# How Do Heating Degree Days Vary With Temperature?

Once again heating degree days (HDD). In two of our previous postings we investigated the correlation between HDDs and energy consumption. The first posting aimed at highlighting the influence of the number of HDDS on gross energy consumption, while the second focused on more specific data, namely the amount of energy devoted to heating purposes. The results were not very encouraging, since no strong correlation between the two parameters could be found. In fact, we might have expected otherwise.

In this posting we aim at a more fundamental approach. Is is clear from the definition of HDD that changes in temperature are reflected in the number of days where the heating needs to be switched on. This argument is straightforward on a daily basis. But does it also hold if we take monthly averages instead? Intuitively, the answer would be yes. But what we want to know is to what extent a montly average temperature may be considered a reliable measure for determining the value of HDDs.

In order to find the solution to this riddle we analysed the data from Sweden during the period 2003 – 2011. The baseline heating temperature for our investigation was taken to be 20°C, but HDDs for other baseline temperatures may easily be calculated. Our analysis lead to the conclusion that there is a very strong and reliable (negative) correlation between the average outside temperature and the number of HDDs over the years. As the annual data show consistently the same pattern we are not surprised to find that the same relationship holds for the multi-annual averages taken over a 30-year period as is shown in Fi.g 1.

Fig. 1 Average temperature and HDD in Sweden over a 30-year period

After these enouraging findings we might wonder if we could go one step further and look at the correlation between the annual data. Thus, we take the annual average temperature and relate it to the number of HDDs per year. As the resolution gets coarser we might expect a weakening of the relationship. However, the results are once again quite stimulating since at annual level the relationship between the two sets of parameters does not seem to loosen.  This is demonstrated in Fig. 2.

Fig. 2 Annual average temperature and HDD, 2003-2011

There is a nice negative correlation between the mean outside temperature and the number of HDDs, similar to the one we have seen for the monthly data.

A numerical analysis of our findings leads to the conclusion that, on a monthly basis, one degree of temperature difference (T,in – T,out) in centigrade corresponds to 30.5 HDD. Thus, if the monthly average temperature drops by 1 °C the number of HDD increases by 30.5. As a consequence, the number of HDDs may be directly calculated from the mean temperatures.
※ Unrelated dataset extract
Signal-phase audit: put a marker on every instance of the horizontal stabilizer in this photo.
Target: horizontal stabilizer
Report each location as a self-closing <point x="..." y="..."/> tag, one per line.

Needless to say, that this is in perfect agreement with our own expectations.

# Heating Demand and HDD

Heating degree days (HDDs) are supposed to serve as an indicator for heating demand. At first glance, everything seems obvious. HDDs are a smart combination of the temperature difference between the interior of a dwelling and the outside temperature and the number of days where the difference is valid. (See one of our previous articles for technical details).
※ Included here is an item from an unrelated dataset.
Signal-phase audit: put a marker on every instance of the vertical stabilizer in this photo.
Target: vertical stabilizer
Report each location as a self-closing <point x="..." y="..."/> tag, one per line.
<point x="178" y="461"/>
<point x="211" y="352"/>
In an earlier posting we investigated the link between HDD and gross energy consumption. Then the findings were not as convincing as one might expect. An increase in HDD does not necessarily mean that consumption is rising in the same way. On the contrary, in some cases the two parameters might even go in opposite directions.

Surely, primary energy demand is certainly too crude a measure to be strongly correlated to simple variations in temperature. Too many other factors like energy demand for transport purposes and manufacturing come into play. At the end of the day, domestic needs and especially heating constitute just a fraction of the total energy cocktail. Thus it is tempting to go one step further and look into a potential, and hopefully more clearcut relationship between HDD on the one hand and consumption figures for heating purposes on the other.

We performed such an analysis for the case of Austria, covering the years from 2003 till 2010. The source data have been taken from Eurostat and Statistik Austria. The consumption figures refer to three different sources, namely heating, warm water and cooling.

Fig. 1 HDD and energy consumption for heating purposes in Austria, HDD* = HDD/30.

The correlation between the two sets of data is obviously better than in our earlier analysis which was based on gross consumption figures. Nevertheless, there are notable deviations from an ideal scenario which require some interpretation.

Before the economic crisis of 2008 the amount of TWh that went into heating was fairly stable. Up to 2008 and again in 2010 HDDs show much larger deviations from the mean value than the consumption figures. In some years, 2004 and 2008 to be precise, the deviations have a different sign, thus going in opposite directions as can be seen in Fig. 2.

Fig.2 Energy demand for heating and HDD, deviation from mean value.

Both, in 2006 and 2009, consumption figures differ more significantly from their mean value than their respective counterparts in HDD.  However, we may consider this as an exception. In general, energy consumption for heating, cooling and warm water seems to be more inert than the fluctuations caused by weather conditions.

This is good news because it shows that our heating systems are much less sensitive to outside conditions than what we might expect in the first place. On the other hand, it may also indicate that dwellings having a high degree of thermal insulation of which there are many in Austria are less exposed to temperature fluctuations.